The git status command:

prints out the name of the current branch: on branch main or whatever;
checks to see if the current branch has an upstream, and if so, will tell you about being ahead and/or behind (we won't cover this at all here); and then
runs two git diff operations.

The git diff operation compares two snapshots. You can use it on any two commits, and it will tell you what's different in those two commits. But you can also use it on Git's index / staging-area, and on your working tree, and that's how git status tells you about changes staged for commit and changes not staged for commit.

When you compare two actual, existing commits—such as G and H in our diagrams above—Git extracts both snapshots and looks to see which files are exactly the same and hence de-duplicated, and which ones are different.

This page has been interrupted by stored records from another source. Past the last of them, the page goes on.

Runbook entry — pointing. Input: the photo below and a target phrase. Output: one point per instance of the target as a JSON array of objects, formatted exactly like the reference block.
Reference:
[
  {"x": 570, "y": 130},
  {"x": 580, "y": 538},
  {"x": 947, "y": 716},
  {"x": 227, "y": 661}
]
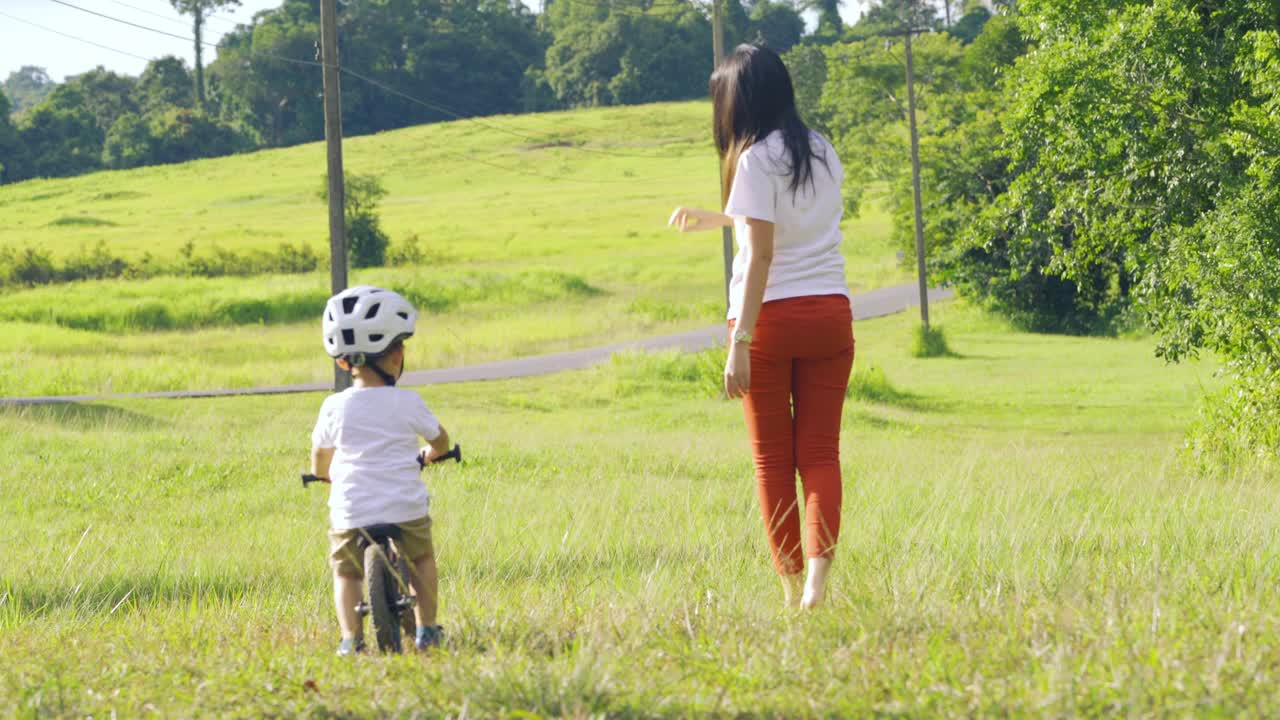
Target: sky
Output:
[{"x": 22, "y": 44}]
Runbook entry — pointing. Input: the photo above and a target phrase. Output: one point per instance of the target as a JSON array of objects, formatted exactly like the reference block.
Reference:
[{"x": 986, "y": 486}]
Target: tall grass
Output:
[
  {"x": 187, "y": 304},
  {"x": 1028, "y": 542}
]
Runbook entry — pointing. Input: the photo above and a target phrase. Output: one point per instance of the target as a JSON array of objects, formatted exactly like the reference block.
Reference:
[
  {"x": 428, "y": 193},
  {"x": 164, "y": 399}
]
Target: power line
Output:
[
  {"x": 269, "y": 55},
  {"x": 73, "y": 37},
  {"x": 122, "y": 21},
  {"x": 169, "y": 18},
  {"x": 384, "y": 87},
  {"x": 457, "y": 115},
  {"x": 154, "y": 14}
]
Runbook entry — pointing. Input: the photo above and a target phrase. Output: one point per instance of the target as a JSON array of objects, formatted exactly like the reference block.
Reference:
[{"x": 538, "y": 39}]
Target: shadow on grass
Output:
[
  {"x": 99, "y": 598},
  {"x": 872, "y": 386},
  {"x": 80, "y": 417}
]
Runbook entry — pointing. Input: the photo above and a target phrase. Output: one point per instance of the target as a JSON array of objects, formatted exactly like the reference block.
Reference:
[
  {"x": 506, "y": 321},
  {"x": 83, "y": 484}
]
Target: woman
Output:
[{"x": 791, "y": 324}]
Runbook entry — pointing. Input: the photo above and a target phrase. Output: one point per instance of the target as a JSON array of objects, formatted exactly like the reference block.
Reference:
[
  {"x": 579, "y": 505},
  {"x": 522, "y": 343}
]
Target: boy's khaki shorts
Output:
[{"x": 347, "y": 560}]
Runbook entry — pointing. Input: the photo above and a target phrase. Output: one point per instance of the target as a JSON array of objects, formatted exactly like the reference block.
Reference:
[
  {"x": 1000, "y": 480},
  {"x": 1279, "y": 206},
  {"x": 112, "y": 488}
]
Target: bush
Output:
[
  {"x": 929, "y": 342},
  {"x": 30, "y": 267}
]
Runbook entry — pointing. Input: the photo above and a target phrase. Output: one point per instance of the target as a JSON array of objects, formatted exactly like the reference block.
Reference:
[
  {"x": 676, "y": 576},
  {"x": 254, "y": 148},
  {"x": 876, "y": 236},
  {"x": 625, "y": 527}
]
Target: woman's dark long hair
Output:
[{"x": 752, "y": 95}]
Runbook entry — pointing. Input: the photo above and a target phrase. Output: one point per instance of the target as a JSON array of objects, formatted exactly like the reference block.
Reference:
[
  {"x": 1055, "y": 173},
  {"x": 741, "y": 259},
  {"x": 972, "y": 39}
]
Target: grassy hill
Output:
[
  {"x": 544, "y": 232},
  {"x": 1022, "y": 537}
]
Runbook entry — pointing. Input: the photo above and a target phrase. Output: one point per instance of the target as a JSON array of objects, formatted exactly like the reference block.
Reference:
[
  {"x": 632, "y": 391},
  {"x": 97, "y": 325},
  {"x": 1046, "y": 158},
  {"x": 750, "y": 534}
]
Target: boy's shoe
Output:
[
  {"x": 429, "y": 637},
  {"x": 351, "y": 646}
]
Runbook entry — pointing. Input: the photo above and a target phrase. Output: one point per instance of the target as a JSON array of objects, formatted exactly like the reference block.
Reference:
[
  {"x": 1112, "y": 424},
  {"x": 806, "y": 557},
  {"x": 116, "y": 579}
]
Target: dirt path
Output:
[{"x": 873, "y": 304}]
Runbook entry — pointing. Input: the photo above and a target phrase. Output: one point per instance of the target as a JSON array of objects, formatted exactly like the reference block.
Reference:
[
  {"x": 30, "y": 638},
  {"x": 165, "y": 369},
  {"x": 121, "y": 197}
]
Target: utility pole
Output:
[
  {"x": 333, "y": 142},
  {"x": 915, "y": 182},
  {"x": 727, "y": 232}
]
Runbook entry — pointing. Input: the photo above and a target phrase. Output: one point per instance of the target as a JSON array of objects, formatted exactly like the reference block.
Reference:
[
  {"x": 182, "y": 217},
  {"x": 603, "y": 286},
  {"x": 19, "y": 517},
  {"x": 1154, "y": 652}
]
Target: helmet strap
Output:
[{"x": 387, "y": 377}]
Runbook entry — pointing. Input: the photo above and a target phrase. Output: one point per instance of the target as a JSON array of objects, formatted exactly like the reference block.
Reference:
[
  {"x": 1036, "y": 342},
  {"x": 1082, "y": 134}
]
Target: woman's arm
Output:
[
  {"x": 693, "y": 219},
  {"x": 759, "y": 255},
  {"x": 320, "y": 460}
]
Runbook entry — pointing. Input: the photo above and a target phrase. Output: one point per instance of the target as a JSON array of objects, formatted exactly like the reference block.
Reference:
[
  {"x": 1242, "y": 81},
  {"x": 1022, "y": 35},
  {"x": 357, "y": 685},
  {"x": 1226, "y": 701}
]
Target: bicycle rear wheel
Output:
[
  {"x": 382, "y": 592},
  {"x": 408, "y": 624}
]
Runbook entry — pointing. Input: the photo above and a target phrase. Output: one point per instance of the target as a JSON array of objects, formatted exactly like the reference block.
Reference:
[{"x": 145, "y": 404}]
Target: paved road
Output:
[{"x": 873, "y": 304}]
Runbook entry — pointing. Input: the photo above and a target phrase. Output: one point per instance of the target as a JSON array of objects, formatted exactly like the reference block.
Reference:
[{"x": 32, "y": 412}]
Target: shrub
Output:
[{"x": 929, "y": 342}]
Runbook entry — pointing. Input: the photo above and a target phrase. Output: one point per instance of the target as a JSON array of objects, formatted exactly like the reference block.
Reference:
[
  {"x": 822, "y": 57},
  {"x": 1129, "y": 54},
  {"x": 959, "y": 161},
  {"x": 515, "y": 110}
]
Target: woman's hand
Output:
[
  {"x": 737, "y": 370},
  {"x": 691, "y": 219}
]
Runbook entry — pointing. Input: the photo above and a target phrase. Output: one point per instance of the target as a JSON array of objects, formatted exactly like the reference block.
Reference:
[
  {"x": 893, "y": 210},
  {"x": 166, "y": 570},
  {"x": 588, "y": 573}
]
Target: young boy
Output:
[{"x": 365, "y": 442}]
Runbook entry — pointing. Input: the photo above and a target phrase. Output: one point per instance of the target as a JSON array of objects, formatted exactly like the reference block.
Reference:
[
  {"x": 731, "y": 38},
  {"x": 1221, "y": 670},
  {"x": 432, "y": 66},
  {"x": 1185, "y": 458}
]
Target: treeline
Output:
[
  {"x": 1091, "y": 167},
  {"x": 437, "y": 59}
]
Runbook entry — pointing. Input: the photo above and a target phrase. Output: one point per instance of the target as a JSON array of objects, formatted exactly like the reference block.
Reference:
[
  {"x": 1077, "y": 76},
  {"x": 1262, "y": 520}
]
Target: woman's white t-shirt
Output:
[
  {"x": 375, "y": 474},
  {"x": 807, "y": 258}
]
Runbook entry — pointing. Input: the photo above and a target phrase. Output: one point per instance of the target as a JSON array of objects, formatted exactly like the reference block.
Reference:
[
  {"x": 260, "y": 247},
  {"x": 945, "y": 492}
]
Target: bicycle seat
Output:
[{"x": 379, "y": 533}]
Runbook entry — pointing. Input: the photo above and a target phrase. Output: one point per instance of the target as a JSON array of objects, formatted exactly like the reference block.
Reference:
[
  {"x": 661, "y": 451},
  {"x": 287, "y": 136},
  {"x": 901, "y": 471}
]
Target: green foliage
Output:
[
  {"x": 365, "y": 237},
  {"x": 209, "y": 297},
  {"x": 775, "y": 24},
  {"x": 808, "y": 67},
  {"x": 27, "y": 87},
  {"x": 32, "y": 267},
  {"x": 173, "y": 135},
  {"x": 929, "y": 342},
  {"x": 165, "y": 83},
  {"x": 603, "y": 57},
  {"x": 10, "y": 145},
  {"x": 1143, "y": 139},
  {"x": 59, "y": 137},
  {"x": 106, "y": 95}
]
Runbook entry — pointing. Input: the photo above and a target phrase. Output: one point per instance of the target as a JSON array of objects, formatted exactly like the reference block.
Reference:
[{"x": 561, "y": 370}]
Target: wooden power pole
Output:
[
  {"x": 915, "y": 183},
  {"x": 333, "y": 142},
  {"x": 727, "y": 233}
]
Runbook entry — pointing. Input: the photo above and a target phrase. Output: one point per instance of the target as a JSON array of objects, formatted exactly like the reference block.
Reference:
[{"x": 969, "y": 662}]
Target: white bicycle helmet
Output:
[{"x": 362, "y": 322}]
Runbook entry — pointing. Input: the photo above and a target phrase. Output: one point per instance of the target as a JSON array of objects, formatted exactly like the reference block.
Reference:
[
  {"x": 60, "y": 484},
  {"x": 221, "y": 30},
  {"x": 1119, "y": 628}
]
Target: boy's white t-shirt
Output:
[
  {"x": 807, "y": 237},
  {"x": 375, "y": 474}
]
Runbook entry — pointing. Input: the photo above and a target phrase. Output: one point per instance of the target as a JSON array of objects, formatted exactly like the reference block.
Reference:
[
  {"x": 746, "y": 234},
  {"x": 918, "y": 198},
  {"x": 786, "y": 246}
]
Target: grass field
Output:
[
  {"x": 1022, "y": 537},
  {"x": 547, "y": 232}
]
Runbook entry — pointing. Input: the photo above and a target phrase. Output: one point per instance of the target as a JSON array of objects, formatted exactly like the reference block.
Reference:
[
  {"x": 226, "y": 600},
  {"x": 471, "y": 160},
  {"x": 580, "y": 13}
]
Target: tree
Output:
[
  {"x": 199, "y": 10},
  {"x": 10, "y": 146},
  {"x": 60, "y": 136},
  {"x": 108, "y": 95},
  {"x": 366, "y": 240},
  {"x": 776, "y": 24},
  {"x": 831, "y": 27},
  {"x": 27, "y": 87},
  {"x": 1151, "y": 132},
  {"x": 164, "y": 83},
  {"x": 607, "y": 57}
]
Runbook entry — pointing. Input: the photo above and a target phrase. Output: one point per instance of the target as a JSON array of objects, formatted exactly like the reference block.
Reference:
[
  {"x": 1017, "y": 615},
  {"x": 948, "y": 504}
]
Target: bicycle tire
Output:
[
  {"x": 408, "y": 624},
  {"x": 382, "y": 588}
]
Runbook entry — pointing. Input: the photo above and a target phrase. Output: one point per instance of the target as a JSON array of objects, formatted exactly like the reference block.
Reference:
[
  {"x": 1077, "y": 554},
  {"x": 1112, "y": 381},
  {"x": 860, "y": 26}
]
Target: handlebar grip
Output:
[{"x": 456, "y": 455}]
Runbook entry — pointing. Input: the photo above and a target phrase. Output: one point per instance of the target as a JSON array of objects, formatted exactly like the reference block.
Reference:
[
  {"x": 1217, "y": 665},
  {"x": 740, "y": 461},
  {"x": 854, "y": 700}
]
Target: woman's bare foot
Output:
[
  {"x": 792, "y": 588},
  {"x": 816, "y": 586}
]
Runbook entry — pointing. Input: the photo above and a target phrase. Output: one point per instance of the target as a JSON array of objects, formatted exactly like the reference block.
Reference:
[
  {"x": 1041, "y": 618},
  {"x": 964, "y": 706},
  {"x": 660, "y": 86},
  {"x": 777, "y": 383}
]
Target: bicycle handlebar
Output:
[{"x": 456, "y": 455}]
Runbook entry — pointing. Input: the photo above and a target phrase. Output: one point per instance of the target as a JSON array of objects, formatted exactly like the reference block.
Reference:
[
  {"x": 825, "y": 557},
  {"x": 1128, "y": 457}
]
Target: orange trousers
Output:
[{"x": 801, "y": 355}]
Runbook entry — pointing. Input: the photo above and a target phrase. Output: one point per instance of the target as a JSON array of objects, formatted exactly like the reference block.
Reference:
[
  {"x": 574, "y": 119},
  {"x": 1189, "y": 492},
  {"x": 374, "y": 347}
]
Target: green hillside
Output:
[{"x": 544, "y": 232}]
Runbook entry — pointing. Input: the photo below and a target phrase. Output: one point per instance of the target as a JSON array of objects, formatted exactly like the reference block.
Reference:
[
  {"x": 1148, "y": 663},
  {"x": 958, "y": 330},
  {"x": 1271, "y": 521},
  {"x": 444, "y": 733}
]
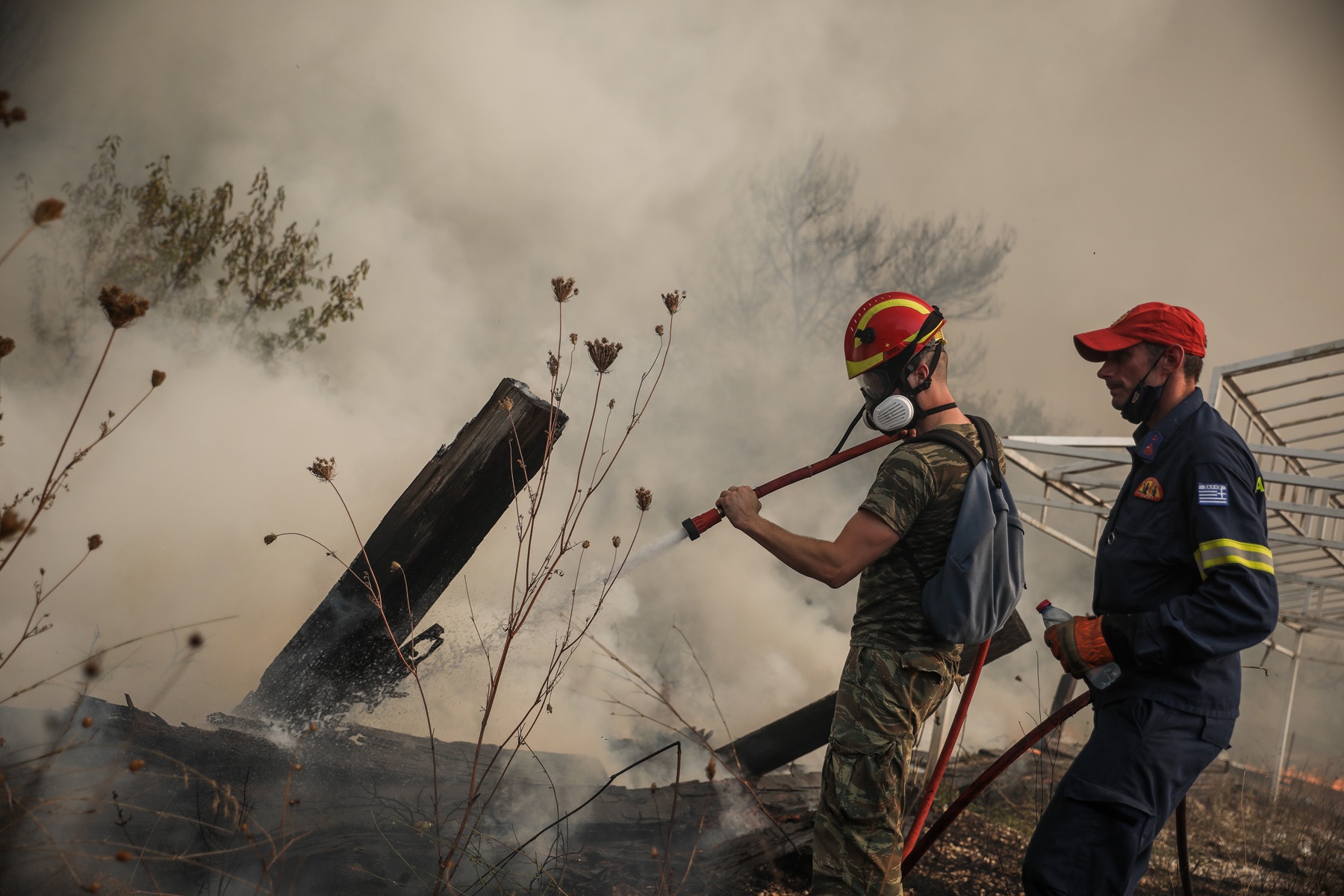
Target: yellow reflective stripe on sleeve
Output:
[{"x": 1222, "y": 551}]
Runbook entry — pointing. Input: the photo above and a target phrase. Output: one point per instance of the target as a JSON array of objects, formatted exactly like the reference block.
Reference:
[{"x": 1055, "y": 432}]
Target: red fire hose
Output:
[
  {"x": 996, "y": 768},
  {"x": 697, "y": 526},
  {"x": 949, "y": 744},
  {"x": 915, "y": 847}
]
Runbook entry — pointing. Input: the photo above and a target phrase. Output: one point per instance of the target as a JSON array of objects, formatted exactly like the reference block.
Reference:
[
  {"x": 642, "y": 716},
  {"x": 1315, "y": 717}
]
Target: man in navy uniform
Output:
[{"x": 1184, "y": 582}]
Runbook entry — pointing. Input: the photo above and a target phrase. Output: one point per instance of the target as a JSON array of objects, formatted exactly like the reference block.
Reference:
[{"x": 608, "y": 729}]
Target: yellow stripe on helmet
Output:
[{"x": 890, "y": 302}]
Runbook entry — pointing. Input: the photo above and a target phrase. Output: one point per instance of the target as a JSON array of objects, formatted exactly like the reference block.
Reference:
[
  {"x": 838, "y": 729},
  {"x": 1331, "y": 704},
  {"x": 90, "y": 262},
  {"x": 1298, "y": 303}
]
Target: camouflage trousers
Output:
[{"x": 885, "y": 697}]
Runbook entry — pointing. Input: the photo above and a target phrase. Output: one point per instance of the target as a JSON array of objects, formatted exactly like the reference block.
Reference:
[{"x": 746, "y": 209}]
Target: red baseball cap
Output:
[{"x": 1156, "y": 323}]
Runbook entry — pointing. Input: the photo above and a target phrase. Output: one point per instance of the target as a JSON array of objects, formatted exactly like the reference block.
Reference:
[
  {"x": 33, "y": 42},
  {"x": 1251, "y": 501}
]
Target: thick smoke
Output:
[{"x": 472, "y": 152}]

The exactly-the-same, de-duplicated files are boring and it doesn't mention those at all! It only mentions the files that don't match.

When using a full git diff, Git plays a game of Spot the Difference for each doesn't-quite-match pair of files, and prints out a recipe for changing the old or left-hand-side version of the file into the new or right-hand-side version. But you can ask it to just say which files and whether they're modified, or newly added or deleted.

The git status command uses this faster mode—the "just tell me which files are changed" mode—to compare the current commit and the proposed new snapshot. For each file that's changed (or new or deleted), git status tells you that file's name and says that it is staged for commit. It says nothing at all for files that match: those are boring!

Then, having printed out this list, git status does a second fast-mode diff to compare each index file to each working tree file. Here, for each file that's different, git status lists them out again, this time putting them under the not staged for commit section.

Note that it's possible to "stage a change" and then change the same file again:

$ git switch main
$ echo more data >> existing-file
$ git add existing-file
$ echo another change >> existing-file

Now all three copies are different, so git status will list existing-file as both staged for commit and not staged for commit. That's not how most people do most of their work most of the time, but if you get to advanced Git-ing, you can use git add -p to set this kind of thing up on purpose.

There's one last thing to touch on here, and that's the untracked files. Again, I'm going to omit all of the important details, but there is a simple definition here for "untracked file": An untracked file is a file that exists in your working tree right now but does not exist in Git's index right now. That's all it is. Since you can change what's in Git's index, you can change whether some file is tracked or untracked—but remember, switching from one commit to another commit also changes what's in Git's index, by filling in Git's index from the commit to which you're switching.

This omits all kinds of special cases (see, e.g., Checkout another branch when there are uncommitted changes on the current branch), but it's plenty to start with.